The concept of a joint probability function for two discrete random variables generalises to \(n\) random variables.

Definition

The joint probability function for \(n\) random variables \(\{X_1,X_2,\dots, X_n\}\) is

\[ p(x_1, \dots, x_n) \;=\; P(X_1=x_1 \textbf{ and } \cdots \textbf{ and } X_n=x_n) \]

Maximum likelihood can again be used to estimate any unknown parameters. The likelihood function is the probability of observing the recorded data, treated as a function of the unknown parameter(s).

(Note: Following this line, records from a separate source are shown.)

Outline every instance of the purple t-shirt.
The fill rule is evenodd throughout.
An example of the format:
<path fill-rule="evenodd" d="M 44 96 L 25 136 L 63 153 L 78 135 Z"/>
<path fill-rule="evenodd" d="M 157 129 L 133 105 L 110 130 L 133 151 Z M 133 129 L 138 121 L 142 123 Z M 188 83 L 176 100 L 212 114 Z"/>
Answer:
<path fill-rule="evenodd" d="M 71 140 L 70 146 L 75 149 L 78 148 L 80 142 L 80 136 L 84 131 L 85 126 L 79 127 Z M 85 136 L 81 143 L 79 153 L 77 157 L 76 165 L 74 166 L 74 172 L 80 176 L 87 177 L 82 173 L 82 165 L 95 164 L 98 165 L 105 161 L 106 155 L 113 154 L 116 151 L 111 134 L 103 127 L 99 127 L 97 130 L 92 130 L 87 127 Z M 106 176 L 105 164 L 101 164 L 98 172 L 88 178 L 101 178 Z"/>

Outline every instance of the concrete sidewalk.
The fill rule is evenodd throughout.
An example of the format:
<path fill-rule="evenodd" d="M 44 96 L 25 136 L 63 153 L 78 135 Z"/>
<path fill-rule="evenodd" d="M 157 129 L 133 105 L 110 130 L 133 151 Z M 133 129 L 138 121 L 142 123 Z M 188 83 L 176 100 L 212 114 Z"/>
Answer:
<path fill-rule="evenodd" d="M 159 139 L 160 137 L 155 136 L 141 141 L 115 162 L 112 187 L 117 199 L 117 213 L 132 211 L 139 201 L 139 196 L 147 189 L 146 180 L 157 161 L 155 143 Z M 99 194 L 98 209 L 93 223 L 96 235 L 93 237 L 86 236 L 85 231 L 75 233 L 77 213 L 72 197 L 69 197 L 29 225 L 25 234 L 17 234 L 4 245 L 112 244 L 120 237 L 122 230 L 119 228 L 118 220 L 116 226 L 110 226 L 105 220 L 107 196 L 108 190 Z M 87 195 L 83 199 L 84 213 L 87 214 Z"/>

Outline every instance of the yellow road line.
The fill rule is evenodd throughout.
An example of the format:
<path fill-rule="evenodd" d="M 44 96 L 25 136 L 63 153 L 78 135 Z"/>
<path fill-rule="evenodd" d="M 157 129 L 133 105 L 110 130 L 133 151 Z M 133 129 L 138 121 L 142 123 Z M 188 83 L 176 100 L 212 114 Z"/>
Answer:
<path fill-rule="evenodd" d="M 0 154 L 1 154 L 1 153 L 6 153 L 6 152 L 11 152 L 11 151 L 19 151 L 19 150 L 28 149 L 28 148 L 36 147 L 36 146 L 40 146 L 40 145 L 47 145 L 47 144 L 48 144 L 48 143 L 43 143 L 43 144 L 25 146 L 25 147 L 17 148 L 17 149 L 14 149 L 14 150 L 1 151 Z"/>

For a single unknown parameter, \(\theta\),

\[ L(\theta \; | \; x_1, x_2, \dots, x_n) \;=\; p(x_1, x_2, \dots, x_n \;| \; \theta) \]

The maximum likelihood estimate of the parameter is the value of the parameter that maximise this.

Independence and random samples

Independence of n random variables

Discrete random variables \(\{X_1,X_2,\dots, X_n\}\) are independent if and only if

\[ p(x_1, \dots, x_n) \;\;=\;\; p_{X_1}(x_1) \times \;\cdots \; \times p_{X_n}(x_n) \qquad \text{ for all } x_1,\dots,x_n \]

In particular, when all \(n\) variables are independent with the same distribution, they are a random sample from this distribution. Their joint probability function was what we maximised earlier when estimating parameters from a random sample by maximum likelihood.